Anyway, there's nothing to paralleling the L/R channels. Just run a heavy wire from the left red post to the right red, and another from left black to right black. Connect the load to either output. On the input side MAKE SURE that you have the same mono source connected to BOTH channels, and NEVER run in a stereo source into the L/R inputs. If the L/R outputs are paralleled and the L/R inputs are not the same, bad things will happen.
If you're driving 8 Ohm loads, there's really no point in paralleling the outputs. You won't get any increased power output, as the voltage swing is the same either way, and at 8 Ohms you're not going to current limit the device. Paralleling on the TP2050 is really only useful for 4 Ohm loads.
If you have a 4 Ohm sub and 8 Ohm satellites that you like, this amp is set up really well as it is.

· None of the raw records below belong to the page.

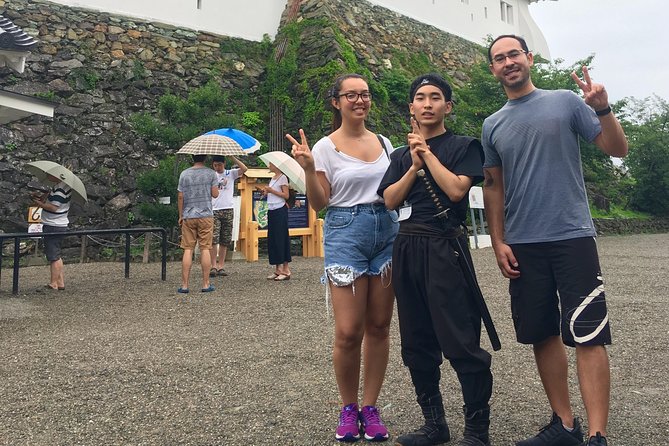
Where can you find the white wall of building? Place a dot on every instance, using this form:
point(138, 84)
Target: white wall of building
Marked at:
point(251, 19)
point(474, 20)
point(248, 19)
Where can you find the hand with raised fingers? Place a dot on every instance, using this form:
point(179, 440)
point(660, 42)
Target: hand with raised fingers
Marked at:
point(506, 261)
point(595, 95)
point(417, 145)
point(301, 152)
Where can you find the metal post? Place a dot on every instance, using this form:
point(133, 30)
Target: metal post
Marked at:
point(127, 255)
point(164, 255)
point(15, 279)
point(476, 239)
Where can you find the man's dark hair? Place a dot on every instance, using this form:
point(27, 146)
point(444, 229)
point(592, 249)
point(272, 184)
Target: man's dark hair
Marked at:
point(522, 42)
point(431, 79)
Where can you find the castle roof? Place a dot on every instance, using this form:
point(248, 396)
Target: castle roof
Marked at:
point(13, 38)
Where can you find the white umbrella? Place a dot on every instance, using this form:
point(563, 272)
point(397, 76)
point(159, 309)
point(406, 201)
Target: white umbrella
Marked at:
point(248, 143)
point(289, 167)
point(43, 169)
point(212, 145)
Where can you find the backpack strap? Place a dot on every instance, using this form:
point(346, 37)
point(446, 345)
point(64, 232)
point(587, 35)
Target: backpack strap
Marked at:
point(383, 144)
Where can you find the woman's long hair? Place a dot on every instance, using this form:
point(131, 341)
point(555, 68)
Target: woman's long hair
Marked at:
point(334, 94)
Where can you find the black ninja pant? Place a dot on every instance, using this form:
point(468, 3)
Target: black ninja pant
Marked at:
point(438, 317)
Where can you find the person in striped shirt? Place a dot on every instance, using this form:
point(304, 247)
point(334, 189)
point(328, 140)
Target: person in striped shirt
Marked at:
point(55, 206)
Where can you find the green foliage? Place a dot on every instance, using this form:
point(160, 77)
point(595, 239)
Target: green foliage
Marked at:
point(180, 120)
point(619, 212)
point(138, 70)
point(648, 159)
point(252, 121)
point(162, 215)
point(161, 182)
point(245, 48)
point(47, 96)
point(480, 97)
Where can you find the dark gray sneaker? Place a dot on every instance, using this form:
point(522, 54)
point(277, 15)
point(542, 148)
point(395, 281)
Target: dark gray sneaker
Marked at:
point(554, 434)
point(596, 440)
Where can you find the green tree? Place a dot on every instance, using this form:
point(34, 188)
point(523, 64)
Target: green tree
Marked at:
point(161, 182)
point(647, 128)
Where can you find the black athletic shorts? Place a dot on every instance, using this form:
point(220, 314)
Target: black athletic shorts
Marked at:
point(560, 291)
point(52, 244)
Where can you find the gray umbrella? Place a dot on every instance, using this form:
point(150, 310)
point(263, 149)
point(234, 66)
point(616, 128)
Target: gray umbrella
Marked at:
point(43, 169)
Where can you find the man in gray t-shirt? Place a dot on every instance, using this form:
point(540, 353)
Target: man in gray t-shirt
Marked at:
point(197, 186)
point(543, 236)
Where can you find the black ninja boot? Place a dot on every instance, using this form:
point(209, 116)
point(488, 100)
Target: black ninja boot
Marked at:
point(476, 427)
point(434, 431)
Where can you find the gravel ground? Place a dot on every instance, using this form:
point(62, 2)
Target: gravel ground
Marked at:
point(114, 361)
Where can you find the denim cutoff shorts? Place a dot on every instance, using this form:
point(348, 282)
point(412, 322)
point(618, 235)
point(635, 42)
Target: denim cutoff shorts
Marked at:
point(358, 240)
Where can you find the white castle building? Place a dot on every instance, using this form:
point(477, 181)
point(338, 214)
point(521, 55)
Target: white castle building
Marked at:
point(473, 20)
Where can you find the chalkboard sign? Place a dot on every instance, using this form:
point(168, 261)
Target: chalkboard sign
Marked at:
point(298, 215)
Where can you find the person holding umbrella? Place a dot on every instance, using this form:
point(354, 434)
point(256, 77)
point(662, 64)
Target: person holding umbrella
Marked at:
point(197, 185)
point(343, 173)
point(223, 211)
point(55, 206)
point(278, 240)
point(429, 181)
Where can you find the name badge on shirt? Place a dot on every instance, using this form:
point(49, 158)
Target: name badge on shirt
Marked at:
point(404, 211)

If I were hot rodding it, I'd first check the power supply. The TP2050's sweet spot is in the 28-30V range. If you can find a nice quiet supply that provides 30V (regulated) at 7A, you are set. Switching supplies are not a disaster with a switching amp like this, so you can get away cheap if you need to. If you do change the power supply, remember that the TP2000 requires +5V as well (it looks like there's a 7805 on the main board). And if you change the supply voltage, you'll need to adjust the output offset. Fortuntely, they have the pots for this (VR80 and 81).
Second thing I would do would be to bulk up the local storage cap. There's not a lot of room, unfortunately. Probably have to lay it across the top of the chip. Bypass it with a high quality film.
With the increased current capability I'd look at the four output inductors L309-L311. These may be perfectly capable for higher current outputs, but there's no harm in replacing them with bigger cores. Maybe swap them in one channel only and compare them with an unmodified board to see if you like the change. I'd stay with the default filter value of 15uH.
I'm slowly talking myself into going out and buying one of these things. It looks like a nice design for the money, with lots of room for mods. If I do, I'll post here and let you know what works for me.